The Taliban will be invited to a ministerial-level meeting of Afghanistan’s neighbouring countries, scheduled to be be held in China next year, Pakistan’s Foreign Minister Shah Mahmood Qureshi said on Wednesday, the Dawn reported.
Representatives of China, Iran, Russia, Pakistan, Tajikistan, Turkmenistan and Uzbekistan will attend the meeting. The first meeting of the grouping was held in Pakistan’s Capital Islamabad in September and the second meeting was conducted in Iran’s Capital Tehran in October.

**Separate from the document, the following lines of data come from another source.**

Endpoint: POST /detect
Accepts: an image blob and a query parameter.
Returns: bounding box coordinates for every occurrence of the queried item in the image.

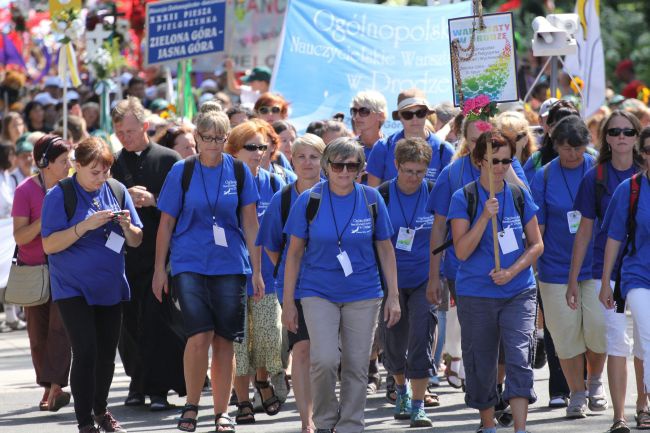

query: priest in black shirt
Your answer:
[111,97,185,409]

Next year’s meeting would be the first one since Taliban announced a new interim government for Afghanistan after the insurgent group took control of the country.

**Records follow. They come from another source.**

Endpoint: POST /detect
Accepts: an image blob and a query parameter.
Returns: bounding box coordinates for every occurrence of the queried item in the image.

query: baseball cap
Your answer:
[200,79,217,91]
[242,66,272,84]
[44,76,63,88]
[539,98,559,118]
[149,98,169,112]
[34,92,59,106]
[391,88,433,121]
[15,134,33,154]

At a Senate Foreign Affairs Committee meeting on Tuesday, the Pakistan Foreign Minister Qureshi said that the world needs to recognise that the war in Afghanistan has “ended and the Taliban are in power”.
He told the senate committee that Pakistan had been constructively engaging with Afghanistan since the Taliban came to power. Qureshi added that Islamabad had been urging other countries to engage with the Taliban.

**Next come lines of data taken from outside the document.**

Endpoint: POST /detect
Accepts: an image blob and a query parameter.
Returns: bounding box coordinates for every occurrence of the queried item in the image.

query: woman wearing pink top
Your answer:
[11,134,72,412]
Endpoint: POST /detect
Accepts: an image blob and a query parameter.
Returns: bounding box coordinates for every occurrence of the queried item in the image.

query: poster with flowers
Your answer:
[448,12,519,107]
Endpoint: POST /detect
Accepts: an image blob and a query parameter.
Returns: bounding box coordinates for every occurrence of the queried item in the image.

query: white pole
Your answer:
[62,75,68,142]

He, however, said that Taliban must address the international community’s concerns regarding Afghanistan.
Afghan conflict
The Taliban seized control of Afghanistan as the United States and its allies prepared to pull out their troops from the country after 20 years. On August 31, the last troops of the United States left Afghanistan, with the Taliban marking the withdrawal with celebratory gunfire.
India and several other countries undertook missions to evacuate their citizens from the conflict-torn country.
In September, an interim Taliban government was formed in Afghanistan. The country’s new prime minister, Mullah Mohammad Hasan Akhund, is on the sanctions list of the United Nations.